Patologie a lungo termine
Le vampate sono infatti associate ad un’intensa sudorazione notturna. È molto facile che le donne in menopausa prendano freddo durante la notte e che inizino a soffrire di insonnia. La conseguenza è una stanchezza cronica, un’enorme difficoltà di concentrazione nelle attività quotidiane e, spesso, anche l’insorgere di dolori osteoarticolari legati ai colpi di freddo. D Carlo chiarisce anche che diversi studi hanno dimostrato che le donne che soffrono in maniera importante di vampate di calore sono poi quelle che soffrono di più anche di patologie a lungo termine.
Invecchiamento
Lo specialista spiega che la menopausa è una sorta di acceleratore dell’invecchiamento. Gioca infatti un ruolo importante nel favorire l’insorgenza di patologie cardiovascolari, neurodegenerative (come Alzheimer, Parkinson) o anche l’osteoporosi. Per questo è determinante affidarsi ad uno specialista e, se possibile, sottoporsi ad una terapia ormonale sostitutiva. Terapia che, in ogni caso, dovrà essere ritagliata sulle esigenze della donna.
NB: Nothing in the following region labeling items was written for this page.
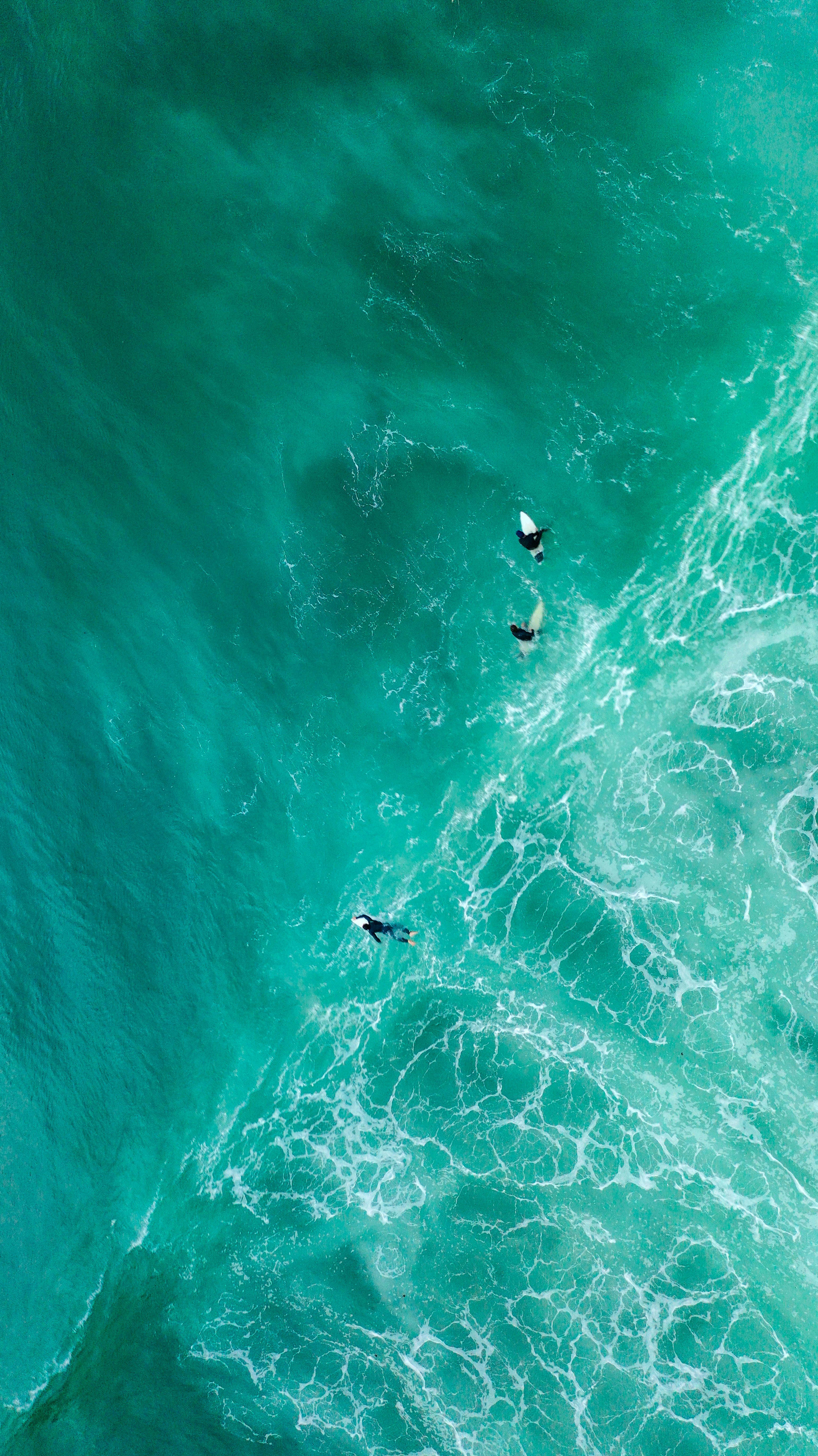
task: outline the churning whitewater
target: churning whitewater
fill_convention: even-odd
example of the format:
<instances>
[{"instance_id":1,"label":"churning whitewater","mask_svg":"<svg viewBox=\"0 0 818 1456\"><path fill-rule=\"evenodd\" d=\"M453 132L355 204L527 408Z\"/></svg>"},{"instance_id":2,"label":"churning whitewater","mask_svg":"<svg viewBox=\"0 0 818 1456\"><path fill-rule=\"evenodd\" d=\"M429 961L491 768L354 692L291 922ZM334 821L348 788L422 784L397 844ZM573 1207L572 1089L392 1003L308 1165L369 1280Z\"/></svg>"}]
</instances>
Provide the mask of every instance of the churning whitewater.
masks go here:
<instances>
[{"instance_id":1,"label":"churning whitewater","mask_svg":"<svg viewBox=\"0 0 818 1456\"><path fill-rule=\"evenodd\" d=\"M817 16L0 36L1 1449L806 1456Z\"/></svg>"}]
</instances>

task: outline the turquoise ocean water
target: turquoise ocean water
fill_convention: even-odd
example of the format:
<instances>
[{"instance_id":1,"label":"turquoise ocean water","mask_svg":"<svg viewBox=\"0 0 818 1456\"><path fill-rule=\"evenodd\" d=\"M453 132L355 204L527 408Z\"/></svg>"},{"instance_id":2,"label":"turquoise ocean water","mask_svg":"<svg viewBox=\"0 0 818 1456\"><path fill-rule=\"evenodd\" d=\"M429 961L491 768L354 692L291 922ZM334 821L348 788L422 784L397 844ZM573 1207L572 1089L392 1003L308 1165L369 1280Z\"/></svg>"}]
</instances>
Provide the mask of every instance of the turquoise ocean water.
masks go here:
<instances>
[{"instance_id":1,"label":"turquoise ocean water","mask_svg":"<svg viewBox=\"0 0 818 1456\"><path fill-rule=\"evenodd\" d=\"M818 1446L817 48L3 9L3 1450Z\"/></svg>"}]
</instances>

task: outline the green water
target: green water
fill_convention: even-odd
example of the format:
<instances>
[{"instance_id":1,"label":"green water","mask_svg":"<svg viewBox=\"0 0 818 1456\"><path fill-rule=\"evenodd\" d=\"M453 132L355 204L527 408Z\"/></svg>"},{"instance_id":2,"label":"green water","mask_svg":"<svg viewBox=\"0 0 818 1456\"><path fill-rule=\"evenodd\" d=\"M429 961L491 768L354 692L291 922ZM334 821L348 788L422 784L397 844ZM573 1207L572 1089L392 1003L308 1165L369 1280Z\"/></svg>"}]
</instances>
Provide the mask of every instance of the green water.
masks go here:
<instances>
[{"instance_id":1,"label":"green water","mask_svg":"<svg viewBox=\"0 0 818 1456\"><path fill-rule=\"evenodd\" d=\"M817 44L3 10L13 1456L818 1446Z\"/></svg>"}]
</instances>

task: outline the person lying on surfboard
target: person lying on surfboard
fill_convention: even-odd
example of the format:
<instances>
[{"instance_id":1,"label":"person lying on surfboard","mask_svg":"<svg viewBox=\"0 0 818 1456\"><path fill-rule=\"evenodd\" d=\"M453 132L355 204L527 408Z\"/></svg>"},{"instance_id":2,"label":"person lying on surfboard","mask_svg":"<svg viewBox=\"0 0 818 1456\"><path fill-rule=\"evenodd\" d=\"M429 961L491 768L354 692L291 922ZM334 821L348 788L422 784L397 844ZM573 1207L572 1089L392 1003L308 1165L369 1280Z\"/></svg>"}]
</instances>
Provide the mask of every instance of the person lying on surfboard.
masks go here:
<instances>
[{"instance_id":1,"label":"person lying on surfboard","mask_svg":"<svg viewBox=\"0 0 818 1456\"><path fill-rule=\"evenodd\" d=\"M546 531L550 531L550 526L540 526L537 530L531 517L525 515L525 511L520 511L520 524L523 530L517 531L517 540L525 547L525 550L531 552L534 561L541 561L543 550L540 547L540 542Z\"/></svg>"},{"instance_id":2,"label":"person lying on surfboard","mask_svg":"<svg viewBox=\"0 0 818 1456\"><path fill-rule=\"evenodd\" d=\"M517 626L517 622L511 622L512 636L520 642L520 657L527 657L534 645L534 638L540 635L543 629L543 617L546 609L543 606L543 598L540 597L537 606L534 607L531 616L528 617L527 626Z\"/></svg>"},{"instance_id":3,"label":"person lying on surfboard","mask_svg":"<svg viewBox=\"0 0 818 1456\"><path fill-rule=\"evenodd\" d=\"M354 914L352 925L361 926L361 930L368 930L373 941L380 945L378 936L387 935L390 941L400 941L402 945L415 945L412 939L418 935L416 930L410 930L406 925L384 925L383 920L373 920L368 914Z\"/></svg>"}]
</instances>

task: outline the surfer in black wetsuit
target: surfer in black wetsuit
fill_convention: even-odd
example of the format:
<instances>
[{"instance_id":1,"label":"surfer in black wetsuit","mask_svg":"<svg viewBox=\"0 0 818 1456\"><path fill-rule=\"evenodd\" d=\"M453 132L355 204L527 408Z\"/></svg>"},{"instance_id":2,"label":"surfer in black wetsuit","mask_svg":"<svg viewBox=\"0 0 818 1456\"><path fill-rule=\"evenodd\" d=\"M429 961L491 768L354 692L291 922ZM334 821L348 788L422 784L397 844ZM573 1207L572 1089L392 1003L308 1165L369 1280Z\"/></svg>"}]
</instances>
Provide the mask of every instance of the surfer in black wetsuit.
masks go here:
<instances>
[{"instance_id":1,"label":"surfer in black wetsuit","mask_svg":"<svg viewBox=\"0 0 818 1456\"><path fill-rule=\"evenodd\" d=\"M368 930L373 941L380 945L380 936L386 935L390 941L400 941L402 945L415 945L412 939L416 930L410 930L406 925L384 925L383 920L373 920L370 914L354 914L352 925L358 925L361 930Z\"/></svg>"},{"instance_id":2,"label":"surfer in black wetsuit","mask_svg":"<svg viewBox=\"0 0 818 1456\"><path fill-rule=\"evenodd\" d=\"M550 526L541 526L539 531L517 531L517 540L525 550L530 550L534 561L543 559L543 552L540 550L540 542L546 531L550 531Z\"/></svg>"}]
</instances>

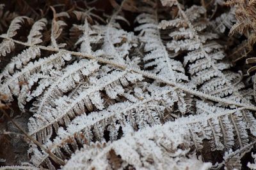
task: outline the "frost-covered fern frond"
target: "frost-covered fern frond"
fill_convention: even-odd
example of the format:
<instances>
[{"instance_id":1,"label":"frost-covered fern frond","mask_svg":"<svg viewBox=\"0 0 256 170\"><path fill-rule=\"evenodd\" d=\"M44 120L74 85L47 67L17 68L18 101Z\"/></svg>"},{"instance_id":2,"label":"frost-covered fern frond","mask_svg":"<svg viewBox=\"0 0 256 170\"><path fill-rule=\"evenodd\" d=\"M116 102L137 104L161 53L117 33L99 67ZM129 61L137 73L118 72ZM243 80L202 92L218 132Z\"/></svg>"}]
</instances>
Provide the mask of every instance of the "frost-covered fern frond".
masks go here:
<instances>
[{"instance_id":1,"label":"frost-covered fern frond","mask_svg":"<svg viewBox=\"0 0 256 170\"><path fill-rule=\"evenodd\" d=\"M212 96L250 103L252 96L248 90L252 90L244 89L241 75L230 71L230 64L223 61L223 46L214 40L218 35L203 31L207 28L207 21L202 18L205 9L193 6L185 11L180 10L179 17L163 20L159 27L173 29L169 34L173 40L166 45L168 50L177 53L188 52L183 64L190 75L190 83Z\"/></svg>"},{"instance_id":2,"label":"frost-covered fern frond","mask_svg":"<svg viewBox=\"0 0 256 170\"><path fill-rule=\"evenodd\" d=\"M146 7L147 5L147 8ZM135 28L140 31L139 39L144 45L143 58L144 68L152 70L154 73L168 80L175 81L188 81L184 74L182 64L178 60L171 59L161 38L160 29L158 28L158 7L157 3L152 1L151 4L143 4L141 10L145 13L136 18L140 24Z\"/></svg>"},{"instance_id":3,"label":"frost-covered fern frond","mask_svg":"<svg viewBox=\"0 0 256 170\"><path fill-rule=\"evenodd\" d=\"M239 167L255 143L256 107L219 43L232 20L211 22L204 5L186 1L111 1L117 8L104 22L77 2L67 11L49 6L51 17L35 22L19 17L0 35L10 60L0 73L0 105L31 114L29 162ZM127 17L122 8L134 4L140 11Z\"/></svg>"},{"instance_id":4,"label":"frost-covered fern frond","mask_svg":"<svg viewBox=\"0 0 256 170\"><path fill-rule=\"evenodd\" d=\"M186 168L207 169L211 164L202 164L193 155L202 149L203 142L209 142L212 151L222 150L223 147L228 150L239 138L242 147L250 145L246 129L237 131L246 123L240 118L243 110L212 107L200 101L197 104L200 107L198 115L147 127L134 134L131 132L112 143L85 145L73 155L64 169L106 169L115 166L121 169L188 169L181 164L185 159L195 161Z\"/></svg>"},{"instance_id":5,"label":"frost-covered fern frond","mask_svg":"<svg viewBox=\"0 0 256 170\"><path fill-rule=\"evenodd\" d=\"M20 28L21 24L27 21L31 24L33 20L28 17L17 17L11 22L7 32L1 34L2 37L12 38L17 34L17 31ZM10 39L3 39L0 43L0 56L6 56L15 48L15 43Z\"/></svg>"},{"instance_id":6,"label":"frost-covered fern frond","mask_svg":"<svg viewBox=\"0 0 256 170\"><path fill-rule=\"evenodd\" d=\"M185 114L188 110L191 110L193 103L192 99L189 98L191 96L186 96L186 94L175 91L173 88L148 85L143 85L145 90L138 87L135 87L133 90L131 88L127 89L123 95L127 99L127 101L111 105L102 111L77 116L67 126L65 130L63 127L59 128L56 132L57 137L53 140L45 141L45 147L58 153L58 157L61 159L67 159L68 155L71 155L83 144L95 140L116 140L129 132L130 130L125 130L127 126L136 131L148 125L161 124L171 120L169 117L172 114L175 115L176 111L184 111L180 113ZM145 90L146 92L143 92ZM135 93L132 94L132 91ZM84 107L83 104L79 104L79 108ZM178 108L175 105L178 106ZM81 113L84 111L79 110L79 108L74 110ZM75 114L77 115L77 112ZM67 120L64 120L64 122L67 122ZM38 127L40 127L40 125ZM47 130L47 132L42 134L46 134L47 132L49 134L50 131ZM109 135L106 136L106 133ZM84 140L81 136L86 136L86 139ZM44 137L47 139L45 136ZM70 145L72 146L71 148ZM33 152L34 155L31 161L35 165L52 166L49 164L50 160L47 155L40 153L36 148L33 148Z\"/></svg>"}]
</instances>

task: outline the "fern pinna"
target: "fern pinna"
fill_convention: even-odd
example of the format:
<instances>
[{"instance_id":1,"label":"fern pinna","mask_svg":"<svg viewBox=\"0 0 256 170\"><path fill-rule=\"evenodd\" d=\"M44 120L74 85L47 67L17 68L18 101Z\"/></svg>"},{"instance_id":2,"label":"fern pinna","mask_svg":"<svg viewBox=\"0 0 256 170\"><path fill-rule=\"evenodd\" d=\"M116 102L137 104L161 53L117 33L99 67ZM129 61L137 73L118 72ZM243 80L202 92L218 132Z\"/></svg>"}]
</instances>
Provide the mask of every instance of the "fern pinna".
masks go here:
<instances>
[{"instance_id":1,"label":"fern pinna","mask_svg":"<svg viewBox=\"0 0 256 170\"><path fill-rule=\"evenodd\" d=\"M133 31L123 27L130 24L122 8L131 5L123 1L105 18L51 6L51 20L17 17L0 35L1 58L11 57L0 75L1 103L17 100L32 114L28 134L40 145L30 141L30 163L241 168L255 143L256 108L218 41L231 24L212 30L223 17L210 21L204 6L177 1L134 3ZM24 26L26 38L19 36Z\"/></svg>"}]
</instances>

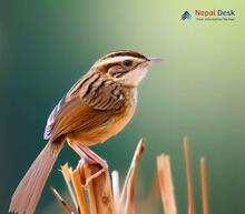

Diabete: menopausa tardiva o precoce a seconda dei casi
News PresaOggi l’aspettativa di vita media per le donne è di oltre 85 anni e l’età di ingresso in menopausa è intorno ai 52 anni. Pertanto le donne trascorrano in media 30 anni senza la protezione degli estrogeni su cuore e ossa. Il quadro si complica quando, insieme alla cessazione del ciclo mestruale, subentra il diabete, scatenando ‘relazioni pericolose’.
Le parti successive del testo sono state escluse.